Suppose I'm playing in a small, 6-round tournament. I win the first five rounds, which also guarantees at least a share of 1st regardless of the results of the last round. What are the ethics of play in the last round? Say the opponent comes to the board and offers a draw before making a move. He judges he's not likely to beat me, so a draw is a good result for him. He's of the opinion that since the result doesn't matter to me, I might as well accept. Should I accept? What if the opponent plays a few moves, and offers a draw in a position I assess as better for me, but still has a lot of play left in it? What if the opponent offers a draw in a position in which he is dead lost?

If I take the draw, I insulate myself from a potential blunder. I also guarantee I win the tournament, not just share first. However by not beating my opponent, I give him an undeserved half-point and more prize money, and it's not fair for my opponents in the first five rounds who had to play me when I was incentivized to win.

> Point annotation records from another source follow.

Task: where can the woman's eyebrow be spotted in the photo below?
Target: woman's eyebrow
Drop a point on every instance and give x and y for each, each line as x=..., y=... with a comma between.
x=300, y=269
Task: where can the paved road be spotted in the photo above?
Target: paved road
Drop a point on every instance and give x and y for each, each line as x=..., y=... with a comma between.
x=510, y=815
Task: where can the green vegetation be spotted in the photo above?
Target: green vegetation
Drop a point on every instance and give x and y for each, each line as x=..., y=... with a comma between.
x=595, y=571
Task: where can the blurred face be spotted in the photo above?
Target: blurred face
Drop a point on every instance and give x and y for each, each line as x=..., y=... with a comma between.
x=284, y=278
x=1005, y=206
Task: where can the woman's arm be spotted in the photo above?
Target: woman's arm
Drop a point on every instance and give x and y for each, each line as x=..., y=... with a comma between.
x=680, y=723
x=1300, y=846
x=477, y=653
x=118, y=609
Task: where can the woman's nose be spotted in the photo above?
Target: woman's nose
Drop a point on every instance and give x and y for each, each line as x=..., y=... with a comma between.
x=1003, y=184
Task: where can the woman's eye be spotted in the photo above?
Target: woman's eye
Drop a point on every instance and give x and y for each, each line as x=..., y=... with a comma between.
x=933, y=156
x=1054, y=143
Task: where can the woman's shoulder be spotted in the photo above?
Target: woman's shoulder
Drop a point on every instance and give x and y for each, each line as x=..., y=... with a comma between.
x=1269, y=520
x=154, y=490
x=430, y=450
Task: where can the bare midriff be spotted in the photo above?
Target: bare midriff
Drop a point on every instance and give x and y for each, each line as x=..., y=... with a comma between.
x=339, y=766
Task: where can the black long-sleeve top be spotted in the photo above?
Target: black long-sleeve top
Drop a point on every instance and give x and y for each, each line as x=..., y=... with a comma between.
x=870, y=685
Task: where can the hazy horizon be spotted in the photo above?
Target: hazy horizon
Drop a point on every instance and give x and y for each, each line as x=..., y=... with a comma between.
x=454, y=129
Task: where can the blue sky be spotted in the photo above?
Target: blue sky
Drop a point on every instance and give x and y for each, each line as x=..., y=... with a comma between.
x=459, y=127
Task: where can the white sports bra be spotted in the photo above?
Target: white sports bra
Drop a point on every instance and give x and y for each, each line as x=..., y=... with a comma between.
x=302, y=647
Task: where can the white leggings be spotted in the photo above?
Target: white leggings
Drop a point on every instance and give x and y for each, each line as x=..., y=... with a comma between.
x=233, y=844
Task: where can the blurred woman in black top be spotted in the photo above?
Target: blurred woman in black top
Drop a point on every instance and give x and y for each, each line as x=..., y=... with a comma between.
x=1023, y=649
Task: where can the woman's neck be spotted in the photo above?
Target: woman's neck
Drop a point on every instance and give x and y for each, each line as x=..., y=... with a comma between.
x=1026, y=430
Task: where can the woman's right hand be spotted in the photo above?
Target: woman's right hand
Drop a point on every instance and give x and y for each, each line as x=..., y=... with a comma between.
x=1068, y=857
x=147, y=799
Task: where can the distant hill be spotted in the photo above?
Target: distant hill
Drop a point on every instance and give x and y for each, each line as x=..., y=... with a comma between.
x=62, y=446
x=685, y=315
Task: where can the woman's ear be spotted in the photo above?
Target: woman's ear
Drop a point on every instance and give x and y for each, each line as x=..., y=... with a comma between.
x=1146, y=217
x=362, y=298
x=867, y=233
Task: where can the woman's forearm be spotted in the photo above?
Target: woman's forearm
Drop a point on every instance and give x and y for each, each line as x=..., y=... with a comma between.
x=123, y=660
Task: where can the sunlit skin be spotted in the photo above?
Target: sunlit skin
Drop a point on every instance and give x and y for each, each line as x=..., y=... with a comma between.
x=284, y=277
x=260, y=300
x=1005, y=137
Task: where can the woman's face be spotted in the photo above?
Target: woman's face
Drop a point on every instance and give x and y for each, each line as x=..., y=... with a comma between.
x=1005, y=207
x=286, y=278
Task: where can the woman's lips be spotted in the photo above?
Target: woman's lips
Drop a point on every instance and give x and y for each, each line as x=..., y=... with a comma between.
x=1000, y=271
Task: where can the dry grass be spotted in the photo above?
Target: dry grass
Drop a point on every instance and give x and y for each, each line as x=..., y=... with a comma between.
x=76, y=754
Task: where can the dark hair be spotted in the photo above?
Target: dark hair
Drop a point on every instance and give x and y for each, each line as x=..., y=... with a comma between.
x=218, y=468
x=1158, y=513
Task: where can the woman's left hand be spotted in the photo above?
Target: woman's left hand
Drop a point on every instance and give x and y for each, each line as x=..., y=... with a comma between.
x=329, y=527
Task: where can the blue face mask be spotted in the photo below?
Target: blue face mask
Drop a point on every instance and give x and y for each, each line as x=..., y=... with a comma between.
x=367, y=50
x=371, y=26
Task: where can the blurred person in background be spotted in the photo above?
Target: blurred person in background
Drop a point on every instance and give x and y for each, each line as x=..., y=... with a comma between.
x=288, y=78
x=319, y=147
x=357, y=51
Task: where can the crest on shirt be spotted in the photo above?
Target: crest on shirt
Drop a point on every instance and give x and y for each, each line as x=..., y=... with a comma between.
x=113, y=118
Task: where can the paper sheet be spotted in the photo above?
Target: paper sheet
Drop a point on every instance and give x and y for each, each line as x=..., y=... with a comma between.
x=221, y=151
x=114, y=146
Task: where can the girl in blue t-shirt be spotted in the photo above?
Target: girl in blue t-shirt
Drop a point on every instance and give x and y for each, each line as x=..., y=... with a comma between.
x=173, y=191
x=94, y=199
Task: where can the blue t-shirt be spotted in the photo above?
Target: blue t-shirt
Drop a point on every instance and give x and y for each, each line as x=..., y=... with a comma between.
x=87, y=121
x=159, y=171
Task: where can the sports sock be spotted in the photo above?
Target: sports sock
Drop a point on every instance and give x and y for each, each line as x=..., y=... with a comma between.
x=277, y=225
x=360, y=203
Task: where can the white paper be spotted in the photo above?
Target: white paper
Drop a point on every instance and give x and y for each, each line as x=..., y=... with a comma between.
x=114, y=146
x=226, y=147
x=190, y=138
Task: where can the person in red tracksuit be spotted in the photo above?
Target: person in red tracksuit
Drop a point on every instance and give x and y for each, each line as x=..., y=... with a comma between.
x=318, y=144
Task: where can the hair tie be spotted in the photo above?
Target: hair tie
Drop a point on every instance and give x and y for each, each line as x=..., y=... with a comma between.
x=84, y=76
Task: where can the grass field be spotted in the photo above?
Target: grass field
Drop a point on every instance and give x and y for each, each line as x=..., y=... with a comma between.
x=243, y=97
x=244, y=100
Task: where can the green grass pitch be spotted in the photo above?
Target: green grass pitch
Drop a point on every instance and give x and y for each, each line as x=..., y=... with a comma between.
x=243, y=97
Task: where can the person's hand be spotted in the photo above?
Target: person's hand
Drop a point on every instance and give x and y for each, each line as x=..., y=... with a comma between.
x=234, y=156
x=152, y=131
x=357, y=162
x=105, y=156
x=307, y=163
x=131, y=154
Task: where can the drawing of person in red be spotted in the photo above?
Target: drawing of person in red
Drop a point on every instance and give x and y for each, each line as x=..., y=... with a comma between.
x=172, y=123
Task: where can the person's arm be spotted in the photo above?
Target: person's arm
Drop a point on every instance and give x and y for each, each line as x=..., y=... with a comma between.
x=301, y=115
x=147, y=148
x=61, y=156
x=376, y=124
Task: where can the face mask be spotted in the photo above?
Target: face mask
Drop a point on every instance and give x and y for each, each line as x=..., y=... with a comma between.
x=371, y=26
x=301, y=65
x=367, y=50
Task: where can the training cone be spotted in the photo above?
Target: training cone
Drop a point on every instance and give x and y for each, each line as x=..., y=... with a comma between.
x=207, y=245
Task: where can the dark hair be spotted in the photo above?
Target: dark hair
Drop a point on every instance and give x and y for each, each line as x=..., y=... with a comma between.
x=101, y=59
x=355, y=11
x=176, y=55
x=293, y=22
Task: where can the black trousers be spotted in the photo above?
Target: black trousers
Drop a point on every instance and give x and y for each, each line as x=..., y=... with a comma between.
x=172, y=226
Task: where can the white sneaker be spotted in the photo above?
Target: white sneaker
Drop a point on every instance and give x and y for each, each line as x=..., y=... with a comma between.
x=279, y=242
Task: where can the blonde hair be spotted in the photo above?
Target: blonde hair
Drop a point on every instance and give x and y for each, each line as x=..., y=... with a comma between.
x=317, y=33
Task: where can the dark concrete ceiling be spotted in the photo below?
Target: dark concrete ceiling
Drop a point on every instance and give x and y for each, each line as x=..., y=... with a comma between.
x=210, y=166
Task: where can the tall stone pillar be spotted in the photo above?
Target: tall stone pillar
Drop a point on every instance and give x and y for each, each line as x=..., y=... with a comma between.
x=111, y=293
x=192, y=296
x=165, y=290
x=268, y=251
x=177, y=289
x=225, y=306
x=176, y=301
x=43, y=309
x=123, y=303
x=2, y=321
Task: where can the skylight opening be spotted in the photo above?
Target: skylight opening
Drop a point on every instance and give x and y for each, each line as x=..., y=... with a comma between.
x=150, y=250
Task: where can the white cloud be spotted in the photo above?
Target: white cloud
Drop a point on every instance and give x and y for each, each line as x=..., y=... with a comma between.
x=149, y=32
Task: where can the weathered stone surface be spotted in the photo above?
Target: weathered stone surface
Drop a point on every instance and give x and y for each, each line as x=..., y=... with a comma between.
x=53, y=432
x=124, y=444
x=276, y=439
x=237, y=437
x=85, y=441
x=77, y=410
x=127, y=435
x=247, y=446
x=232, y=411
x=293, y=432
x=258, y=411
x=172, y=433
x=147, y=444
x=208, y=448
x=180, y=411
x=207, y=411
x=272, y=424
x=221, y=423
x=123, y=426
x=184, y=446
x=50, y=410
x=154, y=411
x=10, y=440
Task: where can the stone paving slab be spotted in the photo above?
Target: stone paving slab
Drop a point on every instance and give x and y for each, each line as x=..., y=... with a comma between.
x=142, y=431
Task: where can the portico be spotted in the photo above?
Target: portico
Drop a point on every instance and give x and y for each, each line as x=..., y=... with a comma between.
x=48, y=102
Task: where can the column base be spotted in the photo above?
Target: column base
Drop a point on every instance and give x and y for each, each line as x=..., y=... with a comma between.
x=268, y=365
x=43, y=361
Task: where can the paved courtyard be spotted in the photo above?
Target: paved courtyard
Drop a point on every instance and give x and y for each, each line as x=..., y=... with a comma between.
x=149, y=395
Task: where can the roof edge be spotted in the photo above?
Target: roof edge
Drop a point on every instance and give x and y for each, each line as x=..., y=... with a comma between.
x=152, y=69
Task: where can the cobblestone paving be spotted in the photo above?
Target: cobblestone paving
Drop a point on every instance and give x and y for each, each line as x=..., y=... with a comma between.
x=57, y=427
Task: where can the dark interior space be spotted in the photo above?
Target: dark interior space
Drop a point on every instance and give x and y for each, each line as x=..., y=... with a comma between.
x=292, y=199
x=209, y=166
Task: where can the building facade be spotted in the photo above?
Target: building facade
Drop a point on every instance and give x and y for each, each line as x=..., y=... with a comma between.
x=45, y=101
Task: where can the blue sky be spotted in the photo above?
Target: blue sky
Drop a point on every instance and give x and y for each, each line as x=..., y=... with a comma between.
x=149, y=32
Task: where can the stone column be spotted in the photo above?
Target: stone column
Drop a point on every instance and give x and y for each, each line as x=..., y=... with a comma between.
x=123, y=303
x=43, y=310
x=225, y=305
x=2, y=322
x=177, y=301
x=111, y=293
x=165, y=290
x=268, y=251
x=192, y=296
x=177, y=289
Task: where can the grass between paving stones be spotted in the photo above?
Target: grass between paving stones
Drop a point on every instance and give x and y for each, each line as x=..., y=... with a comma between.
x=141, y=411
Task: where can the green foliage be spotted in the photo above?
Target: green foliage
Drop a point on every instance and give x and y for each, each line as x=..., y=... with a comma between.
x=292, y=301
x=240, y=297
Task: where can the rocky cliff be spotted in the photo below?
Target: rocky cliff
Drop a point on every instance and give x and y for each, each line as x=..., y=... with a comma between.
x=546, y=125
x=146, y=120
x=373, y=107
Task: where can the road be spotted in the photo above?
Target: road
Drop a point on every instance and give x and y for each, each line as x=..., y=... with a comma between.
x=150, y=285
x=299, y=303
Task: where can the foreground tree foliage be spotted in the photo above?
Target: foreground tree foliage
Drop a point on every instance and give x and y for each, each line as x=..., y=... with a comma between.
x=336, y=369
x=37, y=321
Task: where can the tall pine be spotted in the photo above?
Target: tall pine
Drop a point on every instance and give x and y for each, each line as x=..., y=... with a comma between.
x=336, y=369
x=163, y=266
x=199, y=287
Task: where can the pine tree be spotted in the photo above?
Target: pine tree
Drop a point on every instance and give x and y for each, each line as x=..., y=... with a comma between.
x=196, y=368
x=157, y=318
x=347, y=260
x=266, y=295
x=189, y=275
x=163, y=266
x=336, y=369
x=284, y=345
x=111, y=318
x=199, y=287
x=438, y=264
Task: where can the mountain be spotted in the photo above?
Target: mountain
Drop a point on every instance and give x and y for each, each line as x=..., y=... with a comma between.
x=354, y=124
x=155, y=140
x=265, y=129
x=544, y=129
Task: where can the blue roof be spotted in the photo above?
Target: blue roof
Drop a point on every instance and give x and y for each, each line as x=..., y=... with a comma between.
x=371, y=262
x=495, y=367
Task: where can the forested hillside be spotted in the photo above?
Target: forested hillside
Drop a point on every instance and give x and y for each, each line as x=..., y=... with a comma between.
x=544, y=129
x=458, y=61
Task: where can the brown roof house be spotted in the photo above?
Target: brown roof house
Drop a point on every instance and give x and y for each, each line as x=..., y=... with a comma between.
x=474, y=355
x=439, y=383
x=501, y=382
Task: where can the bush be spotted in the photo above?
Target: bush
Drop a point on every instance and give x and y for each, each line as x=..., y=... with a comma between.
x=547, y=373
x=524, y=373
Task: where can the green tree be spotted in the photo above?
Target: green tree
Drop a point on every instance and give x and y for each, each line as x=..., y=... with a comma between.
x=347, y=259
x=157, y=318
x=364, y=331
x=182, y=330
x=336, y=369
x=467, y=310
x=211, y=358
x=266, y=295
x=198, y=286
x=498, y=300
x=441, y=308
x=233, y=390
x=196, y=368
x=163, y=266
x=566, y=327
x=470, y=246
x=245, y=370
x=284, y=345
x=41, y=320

Is there some kind of convention for this kind of situation?

  • 2
    Life is not fair and unfortunately deals like this are made routinely. – Ywapom Jan 5 '18 at 22:59
  • 4
    @Ywapom But that doesn't make it ethical or legal. – D M Jan 6 '18 at 1:37
  • I think when you need draw in last round, there is nothing unethical offering draw early. When you don't need it at all and you are dominating rapid event, I would consider unethical not to play last round. – hoacin Jan 6 '18 at 8:29

USCF rule 14B6 states that "it is unethical and unsporting to agree to a draw before a serious contest has begun".

Also, according to USCF rule 20L, manipulating results is not only prohibited, "severe sanctions" are called for, which might even include revocation of the offenders' USCF memberships.

According to rule 20J, even discussing the possible results with your opponent is improper.

You are not, however, required to ignore the crosstable. There's nothing wrong with taking a draw to ensure a tournament prize - provided you don't collude with your opponent.